The decoder’s job is made easiest if a small change to the latent code (say, adding 0.001 to one of the 512 numbers) causes a correspondingly small change in the 3D surface predicted by the decoder. By making a series of such small changes we should be able to accumulate these small changes in the surface into a large change – we can smoothly walk through latent space (the 512-dimensional space in which latent codes live) between any two shapes. In other words, we can take an aircraft and morph it into a goshawk.

The middle panel of the video below is a 2D projection of the 512-dimensional latent space (much like how a flat map of the world is a 2D projection of the 3D globe). The points are the locations of several thousand flying objects. The black point traces out a path through latent space, with the left panel showing the surface corresponding to the current point. As we will discuss below and is shown in the right panel, the latent code can be decoded to predict physics as well as geometry.
‍

Whilst trained together, the encoder and decoder are independently useful.
‍

Encoder

Suppose we want to train a machine learning model on a dataset of aircraft and measurements of their lift-over-drag coefficient (how many metres the plane moves horizontally vs how many metres it falls vertically) to predict how well a new aircraft design will fly. Conventionally, this would require reaching for a geometric deep learning architecture (such as the one we used in our encoder), which can be fiddly to set-up and expensive to train. With our pre-trained encoder you circumvent this difficulty: the encoder converts each of your aircraft into a list of 512 numbers, which can straightforwardly be used as the features to train any classical model (linear regression, neural network, random forest, gradient boosted decision trees, etc.).
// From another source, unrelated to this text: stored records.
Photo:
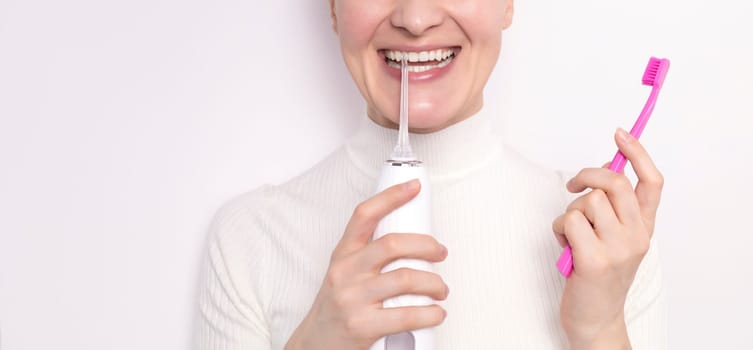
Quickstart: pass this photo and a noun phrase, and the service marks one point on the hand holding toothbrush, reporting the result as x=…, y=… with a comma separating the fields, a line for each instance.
x=609, y=230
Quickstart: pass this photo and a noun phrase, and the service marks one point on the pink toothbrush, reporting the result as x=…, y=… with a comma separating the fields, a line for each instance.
x=654, y=76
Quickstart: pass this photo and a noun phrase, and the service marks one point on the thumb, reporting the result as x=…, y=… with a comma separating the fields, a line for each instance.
x=367, y=215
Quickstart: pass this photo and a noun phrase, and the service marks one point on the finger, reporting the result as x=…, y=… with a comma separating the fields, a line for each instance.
x=650, y=180
x=405, y=281
x=393, y=246
x=617, y=187
x=408, y=318
x=596, y=207
x=576, y=229
x=367, y=214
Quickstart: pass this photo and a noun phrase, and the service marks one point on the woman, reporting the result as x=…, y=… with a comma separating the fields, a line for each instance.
x=293, y=266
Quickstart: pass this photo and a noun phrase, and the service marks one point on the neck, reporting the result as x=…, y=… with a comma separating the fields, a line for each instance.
x=447, y=153
x=381, y=120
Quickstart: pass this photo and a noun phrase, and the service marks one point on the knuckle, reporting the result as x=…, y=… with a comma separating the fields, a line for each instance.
x=620, y=182
x=390, y=242
x=643, y=244
x=342, y=298
x=354, y=324
x=409, y=319
x=362, y=211
x=659, y=180
x=596, y=197
x=405, y=278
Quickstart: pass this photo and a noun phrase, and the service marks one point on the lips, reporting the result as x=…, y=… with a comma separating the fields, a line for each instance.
x=422, y=64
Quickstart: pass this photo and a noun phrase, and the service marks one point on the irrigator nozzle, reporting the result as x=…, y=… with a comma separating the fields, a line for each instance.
x=402, y=151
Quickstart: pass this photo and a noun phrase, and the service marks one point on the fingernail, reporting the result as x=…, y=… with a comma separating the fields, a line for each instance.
x=411, y=185
x=623, y=135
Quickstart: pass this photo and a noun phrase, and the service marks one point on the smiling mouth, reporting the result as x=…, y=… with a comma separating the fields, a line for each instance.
x=420, y=61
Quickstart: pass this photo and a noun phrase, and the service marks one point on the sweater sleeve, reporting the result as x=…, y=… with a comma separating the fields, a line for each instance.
x=645, y=307
x=230, y=313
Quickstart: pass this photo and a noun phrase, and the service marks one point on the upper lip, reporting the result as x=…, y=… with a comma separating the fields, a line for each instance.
x=406, y=48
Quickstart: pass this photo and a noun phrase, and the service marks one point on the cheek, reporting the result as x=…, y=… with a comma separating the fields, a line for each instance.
x=356, y=23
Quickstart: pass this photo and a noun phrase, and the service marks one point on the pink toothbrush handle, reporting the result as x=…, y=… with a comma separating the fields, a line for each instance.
x=565, y=262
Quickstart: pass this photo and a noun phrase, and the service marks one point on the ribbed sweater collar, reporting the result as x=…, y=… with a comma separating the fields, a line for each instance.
x=447, y=154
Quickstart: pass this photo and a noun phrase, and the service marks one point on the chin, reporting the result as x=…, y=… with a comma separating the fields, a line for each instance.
x=426, y=121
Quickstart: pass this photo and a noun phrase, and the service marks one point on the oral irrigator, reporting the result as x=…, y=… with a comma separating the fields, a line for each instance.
x=412, y=217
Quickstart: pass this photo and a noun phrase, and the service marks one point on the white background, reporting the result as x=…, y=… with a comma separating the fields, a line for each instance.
x=125, y=124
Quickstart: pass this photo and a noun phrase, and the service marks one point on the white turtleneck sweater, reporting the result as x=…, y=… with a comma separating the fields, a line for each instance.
x=269, y=249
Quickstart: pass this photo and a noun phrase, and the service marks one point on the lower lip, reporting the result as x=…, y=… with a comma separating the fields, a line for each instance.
x=425, y=76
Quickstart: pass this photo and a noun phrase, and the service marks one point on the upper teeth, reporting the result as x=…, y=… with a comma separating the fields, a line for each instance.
x=423, y=56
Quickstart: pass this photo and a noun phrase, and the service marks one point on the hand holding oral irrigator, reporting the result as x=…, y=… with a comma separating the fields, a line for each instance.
x=413, y=217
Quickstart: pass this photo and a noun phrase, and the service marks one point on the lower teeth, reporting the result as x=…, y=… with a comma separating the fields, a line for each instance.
x=418, y=69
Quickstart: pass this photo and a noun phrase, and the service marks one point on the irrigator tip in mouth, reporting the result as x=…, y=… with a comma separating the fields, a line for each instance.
x=403, y=151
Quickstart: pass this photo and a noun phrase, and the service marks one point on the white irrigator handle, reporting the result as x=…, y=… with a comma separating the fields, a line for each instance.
x=412, y=217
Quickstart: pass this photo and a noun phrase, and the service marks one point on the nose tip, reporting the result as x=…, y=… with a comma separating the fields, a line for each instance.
x=417, y=16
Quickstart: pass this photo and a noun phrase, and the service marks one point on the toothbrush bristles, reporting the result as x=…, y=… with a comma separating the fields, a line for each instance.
x=653, y=73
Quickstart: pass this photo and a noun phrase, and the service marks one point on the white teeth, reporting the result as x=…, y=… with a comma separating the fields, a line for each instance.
x=423, y=56
x=423, y=68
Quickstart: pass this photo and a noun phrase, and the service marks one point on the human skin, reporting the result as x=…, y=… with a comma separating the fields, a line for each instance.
x=613, y=223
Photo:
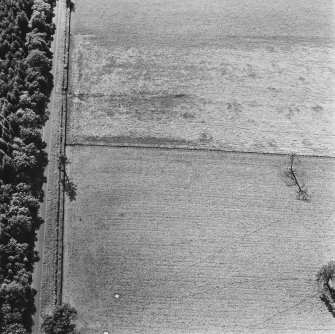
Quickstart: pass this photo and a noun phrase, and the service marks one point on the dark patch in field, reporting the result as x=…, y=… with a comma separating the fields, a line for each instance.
x=317, y=108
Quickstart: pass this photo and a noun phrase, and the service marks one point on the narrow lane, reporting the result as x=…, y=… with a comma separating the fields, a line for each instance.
x=47, y=137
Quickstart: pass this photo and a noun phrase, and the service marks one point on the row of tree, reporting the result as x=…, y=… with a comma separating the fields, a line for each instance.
x=26, y=31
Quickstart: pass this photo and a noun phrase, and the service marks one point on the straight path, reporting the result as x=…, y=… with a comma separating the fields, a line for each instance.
x=47, y=137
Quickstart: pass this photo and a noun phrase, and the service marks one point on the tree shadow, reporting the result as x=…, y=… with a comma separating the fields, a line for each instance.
x=70, y=4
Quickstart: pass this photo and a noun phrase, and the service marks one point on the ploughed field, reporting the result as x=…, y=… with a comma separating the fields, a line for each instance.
x=212, y=74
x=196, y=242
x=166, y=240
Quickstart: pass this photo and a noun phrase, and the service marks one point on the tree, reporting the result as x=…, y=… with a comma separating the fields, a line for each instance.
x=61, y=321
x=325, y=279
x=292, y=178
x=69, y=187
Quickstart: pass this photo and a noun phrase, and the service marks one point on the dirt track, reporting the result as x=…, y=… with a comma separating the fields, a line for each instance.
x=48, y=133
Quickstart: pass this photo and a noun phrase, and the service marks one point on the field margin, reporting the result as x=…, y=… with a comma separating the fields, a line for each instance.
x=52, y=268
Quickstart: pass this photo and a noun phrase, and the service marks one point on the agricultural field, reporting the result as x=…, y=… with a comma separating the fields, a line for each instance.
x=209, y=74
x=177, y=227
x=196, y=242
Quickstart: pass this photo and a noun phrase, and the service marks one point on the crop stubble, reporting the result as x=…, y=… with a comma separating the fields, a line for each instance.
x=140, y=76
x=194, y=241
x=198, y=241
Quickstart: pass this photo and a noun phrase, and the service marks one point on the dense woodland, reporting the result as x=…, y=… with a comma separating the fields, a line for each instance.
x=26, y=32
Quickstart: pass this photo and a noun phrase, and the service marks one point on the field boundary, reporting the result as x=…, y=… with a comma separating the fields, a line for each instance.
x=52, y=272
x=194, y=148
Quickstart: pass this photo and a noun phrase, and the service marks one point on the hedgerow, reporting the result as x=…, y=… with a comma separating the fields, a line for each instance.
x=26, y=33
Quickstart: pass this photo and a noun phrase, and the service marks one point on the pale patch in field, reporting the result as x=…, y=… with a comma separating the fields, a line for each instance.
x=255, y=95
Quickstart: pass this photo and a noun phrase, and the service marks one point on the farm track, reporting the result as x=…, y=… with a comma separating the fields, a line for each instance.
x=195, y=149
x=48, y=132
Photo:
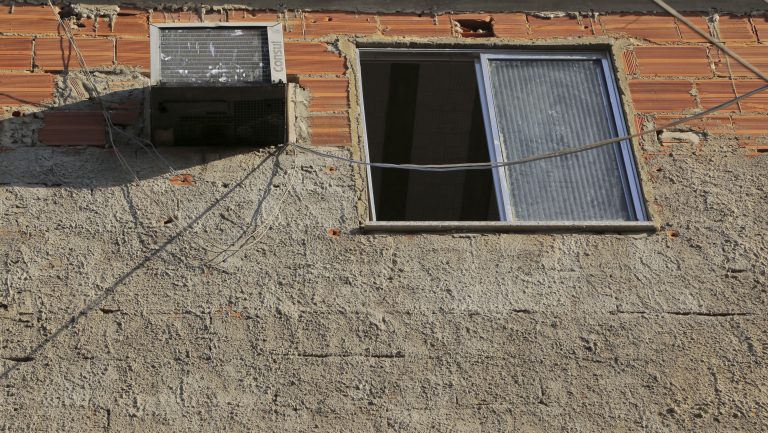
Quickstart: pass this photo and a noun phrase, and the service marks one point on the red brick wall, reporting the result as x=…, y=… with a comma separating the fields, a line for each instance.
x=671, y=71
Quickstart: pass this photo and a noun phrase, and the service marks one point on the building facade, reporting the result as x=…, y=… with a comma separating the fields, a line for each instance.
x=253, y=288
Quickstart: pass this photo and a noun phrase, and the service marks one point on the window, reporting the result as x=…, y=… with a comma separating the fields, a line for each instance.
x=219, y=84
x=217, y=54
x=447, y=107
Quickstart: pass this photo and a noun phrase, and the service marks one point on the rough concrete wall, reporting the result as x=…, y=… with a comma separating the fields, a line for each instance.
x=119, y=312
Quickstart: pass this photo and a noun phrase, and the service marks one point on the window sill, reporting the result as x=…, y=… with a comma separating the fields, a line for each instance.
x=512, y=227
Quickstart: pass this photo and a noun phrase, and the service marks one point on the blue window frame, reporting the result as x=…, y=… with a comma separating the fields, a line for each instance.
x=535, y=102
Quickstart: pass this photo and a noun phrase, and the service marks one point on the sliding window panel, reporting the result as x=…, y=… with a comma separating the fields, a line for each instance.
x=543, y=105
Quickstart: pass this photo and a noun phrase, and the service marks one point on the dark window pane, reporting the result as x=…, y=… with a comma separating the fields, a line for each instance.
x=426, y=111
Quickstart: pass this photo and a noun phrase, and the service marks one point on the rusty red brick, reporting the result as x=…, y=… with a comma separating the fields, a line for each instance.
x=755, y=103
x=328, y=94
x=175, y=17
x=330, y=130
x=559, y=27
x=25, y=88
x=660, y=96
x=736, y=29
x=422, y=25
x=761, y=27
x=56, y=54
x=15, y=53
x=342, y=23
x=687, y=34
x=673, y=61
x=511, y=25
x=714, y=124
x=129, y=23
x=750, y=125
x=757, y=55
x=182, y=180
x=28, y=19
x=655, y=28
x=311, y=58
x=715, y=92
x=244, y=15
x=73, y=128
x=133, y=53
x=630, y=62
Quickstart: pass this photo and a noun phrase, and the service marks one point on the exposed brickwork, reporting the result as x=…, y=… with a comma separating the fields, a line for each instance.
x=559, y=27
x=687, y=34
x=322, y=24
x=654, y=28
x=330, y=130
x=27, y=19
x=73, y=128
x=311, y=58
x=756, y=55
x=411, y=25
x=673, y=61
x=15, y=53
x=128, y=23
x=510, y=25
x=133, y=53
x=25, y=88
x=673, y=70
x=736, y=29
x=328, y=94
x=57, y=54
x=662, y=96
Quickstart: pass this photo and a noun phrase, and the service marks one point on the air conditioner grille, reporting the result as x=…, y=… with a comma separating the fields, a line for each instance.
x=222, y=55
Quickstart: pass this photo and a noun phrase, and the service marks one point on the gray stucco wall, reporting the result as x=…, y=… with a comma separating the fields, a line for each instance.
x=120, y=324
x=116, y=315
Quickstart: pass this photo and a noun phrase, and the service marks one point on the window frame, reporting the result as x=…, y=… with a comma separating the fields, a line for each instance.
x=274, y=36
x=624, y=153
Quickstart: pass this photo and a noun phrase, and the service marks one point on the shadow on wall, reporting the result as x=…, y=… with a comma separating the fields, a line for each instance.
x=66, y=142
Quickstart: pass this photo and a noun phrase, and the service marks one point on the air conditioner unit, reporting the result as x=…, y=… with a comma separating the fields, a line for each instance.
x=218, y=84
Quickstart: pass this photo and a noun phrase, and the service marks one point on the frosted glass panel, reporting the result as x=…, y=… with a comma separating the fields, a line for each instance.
x=546, y=105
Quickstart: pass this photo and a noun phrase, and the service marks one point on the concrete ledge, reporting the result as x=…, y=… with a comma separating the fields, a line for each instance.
x=513, y=227
x=431, y=6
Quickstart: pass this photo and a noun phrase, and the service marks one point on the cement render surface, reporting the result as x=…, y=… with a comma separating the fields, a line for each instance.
x=120, y=325
x=117, y=314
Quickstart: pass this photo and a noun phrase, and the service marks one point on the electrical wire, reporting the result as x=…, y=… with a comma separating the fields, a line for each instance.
x=95, y=89
x=449, y=167
x=709, y=38
x=562, y=152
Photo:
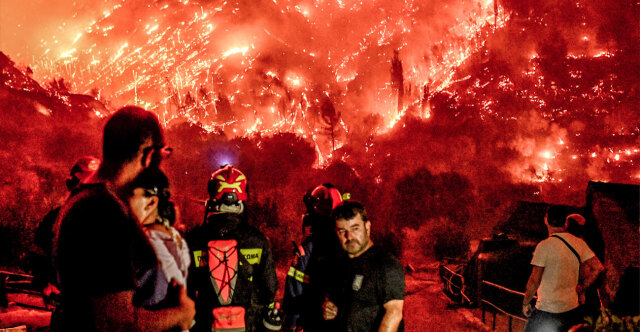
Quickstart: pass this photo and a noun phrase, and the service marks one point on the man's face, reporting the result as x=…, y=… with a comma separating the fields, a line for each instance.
x=142, y=204
x=354, y=235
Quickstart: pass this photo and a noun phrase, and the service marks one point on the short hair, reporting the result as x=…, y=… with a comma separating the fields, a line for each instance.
x=556, y=215
x=348, y=210
x=126, y=130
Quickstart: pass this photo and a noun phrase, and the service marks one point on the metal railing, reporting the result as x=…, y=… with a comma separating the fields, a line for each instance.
x=12, y=282
x=496, y=308
x=447, y=276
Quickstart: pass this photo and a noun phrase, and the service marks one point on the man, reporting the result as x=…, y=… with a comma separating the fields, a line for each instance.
x=370, y=285
x=44, y=273
x=107, y=269
x=232, y=276
x=557, y=264
x=303, y=296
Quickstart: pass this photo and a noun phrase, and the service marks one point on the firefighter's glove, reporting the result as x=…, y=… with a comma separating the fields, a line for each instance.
x=273, y=317
x=527, y=309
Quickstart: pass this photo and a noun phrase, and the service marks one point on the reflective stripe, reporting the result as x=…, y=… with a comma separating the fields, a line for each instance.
x=298, y=275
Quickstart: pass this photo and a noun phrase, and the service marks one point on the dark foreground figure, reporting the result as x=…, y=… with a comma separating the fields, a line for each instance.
x=107, y=268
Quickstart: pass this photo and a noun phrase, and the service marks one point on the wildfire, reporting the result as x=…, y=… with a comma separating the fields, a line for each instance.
x=314, y=67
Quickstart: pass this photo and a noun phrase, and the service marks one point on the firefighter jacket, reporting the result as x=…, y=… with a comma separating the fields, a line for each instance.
x=232, y=274
x=304, y=287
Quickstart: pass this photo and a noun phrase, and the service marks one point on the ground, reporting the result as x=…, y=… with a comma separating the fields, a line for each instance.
x=426, y=308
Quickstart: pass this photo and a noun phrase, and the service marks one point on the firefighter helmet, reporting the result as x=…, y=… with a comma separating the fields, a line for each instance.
x=81, y=170
x=323, y=199
x=227, y=187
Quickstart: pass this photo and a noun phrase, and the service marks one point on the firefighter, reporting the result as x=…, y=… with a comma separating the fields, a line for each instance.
x=232, y=279
x=303, y=296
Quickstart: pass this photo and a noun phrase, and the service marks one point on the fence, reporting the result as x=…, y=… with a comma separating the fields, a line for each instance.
x=500, y=299
x=11, y=282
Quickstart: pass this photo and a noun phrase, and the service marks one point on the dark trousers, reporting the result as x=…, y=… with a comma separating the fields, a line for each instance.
x=543, y=321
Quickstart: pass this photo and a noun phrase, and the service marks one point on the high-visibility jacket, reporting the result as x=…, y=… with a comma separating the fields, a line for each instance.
x=232, y=275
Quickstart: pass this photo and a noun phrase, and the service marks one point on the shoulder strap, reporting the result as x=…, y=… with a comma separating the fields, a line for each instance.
x=569, y=246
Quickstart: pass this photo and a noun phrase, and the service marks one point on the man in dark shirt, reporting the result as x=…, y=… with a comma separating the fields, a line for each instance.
x=368, y=293
x=107, y=268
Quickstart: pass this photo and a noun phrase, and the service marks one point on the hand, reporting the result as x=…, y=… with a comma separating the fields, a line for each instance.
x=187, y=308
x=527, y=309
x=329, y=310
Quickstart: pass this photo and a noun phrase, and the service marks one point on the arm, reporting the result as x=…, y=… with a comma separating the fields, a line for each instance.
x=532, y=284
x=268, y=281
x=392, y=316
x=115, y=312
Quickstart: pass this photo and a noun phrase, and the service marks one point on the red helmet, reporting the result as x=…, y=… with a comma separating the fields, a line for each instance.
x=81, y=170
x=228, y=185
x=324, y=198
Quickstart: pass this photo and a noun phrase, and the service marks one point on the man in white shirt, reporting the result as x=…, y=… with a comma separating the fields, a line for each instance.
x=555, y=276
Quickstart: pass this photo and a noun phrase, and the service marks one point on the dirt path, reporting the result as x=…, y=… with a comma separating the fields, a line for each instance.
x=426, y=309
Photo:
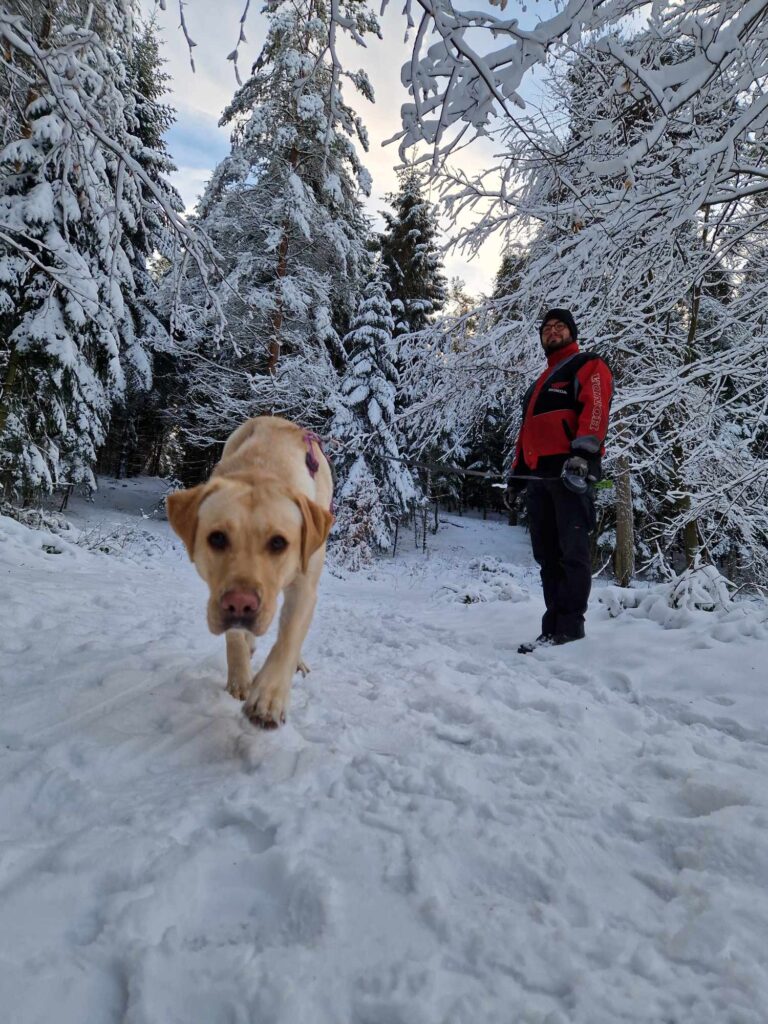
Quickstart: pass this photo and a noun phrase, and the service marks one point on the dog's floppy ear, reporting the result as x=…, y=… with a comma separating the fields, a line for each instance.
x=314, y=529
x=182, y=512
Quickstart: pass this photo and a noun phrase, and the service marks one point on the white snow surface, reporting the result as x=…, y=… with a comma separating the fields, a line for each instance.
x=444, y=833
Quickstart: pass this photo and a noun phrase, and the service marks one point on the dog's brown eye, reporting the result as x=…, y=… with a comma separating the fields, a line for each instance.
x=218, y=540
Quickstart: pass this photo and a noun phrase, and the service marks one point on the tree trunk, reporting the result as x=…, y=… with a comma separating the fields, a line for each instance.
x=624, y=556
x=275, y=343
x=7, y=390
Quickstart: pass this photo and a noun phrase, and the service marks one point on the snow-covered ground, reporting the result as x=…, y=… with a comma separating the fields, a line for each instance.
x=444, y=833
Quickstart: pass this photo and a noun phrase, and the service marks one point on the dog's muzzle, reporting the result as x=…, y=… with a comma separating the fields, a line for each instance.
x=239, y=608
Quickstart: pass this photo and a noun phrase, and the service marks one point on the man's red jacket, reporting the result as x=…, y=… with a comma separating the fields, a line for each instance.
x=565, y=412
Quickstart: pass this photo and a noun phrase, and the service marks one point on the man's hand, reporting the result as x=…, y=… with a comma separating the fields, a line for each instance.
x=513, y=492
x=576, y=474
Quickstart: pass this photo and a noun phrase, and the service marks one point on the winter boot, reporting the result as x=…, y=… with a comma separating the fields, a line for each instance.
x=543, y=640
We have had particular success using Gaussian Processes to predict the engineering performance of novel designs, because the predictive uncertainty can be used in an active learning loop to trigger new simulations when a novel design is so far from the human-imagined designs that the predictions are no longer accurate.
‍

Decoder

We can use the decoder to generate a novel design by picking a latent code and extracting the surface, bypassing the need for computer-aided design (CAD). What’s even better is that we can optimize: starting from a random latent code, we can make a series of iterative small changes to that latent code to make the corresponding surface obey constraints and improve objectives (gradient-based optimization). Another application is predicting physics associated with geometry. Having already trained the decoder to predict one function of 3D coordinate (distance from surface), we can train it to predict others, such as the flow of air around an aircraft or the pressure on its surface.

In the right-hand panel of the movie above we illustrate both of these use cases. The slider at the bottom shows a prediction of the drag from a Gaussian Process trained on the latent codes, while the colours on the surface show pressure predictions from a fine-tuned decoder.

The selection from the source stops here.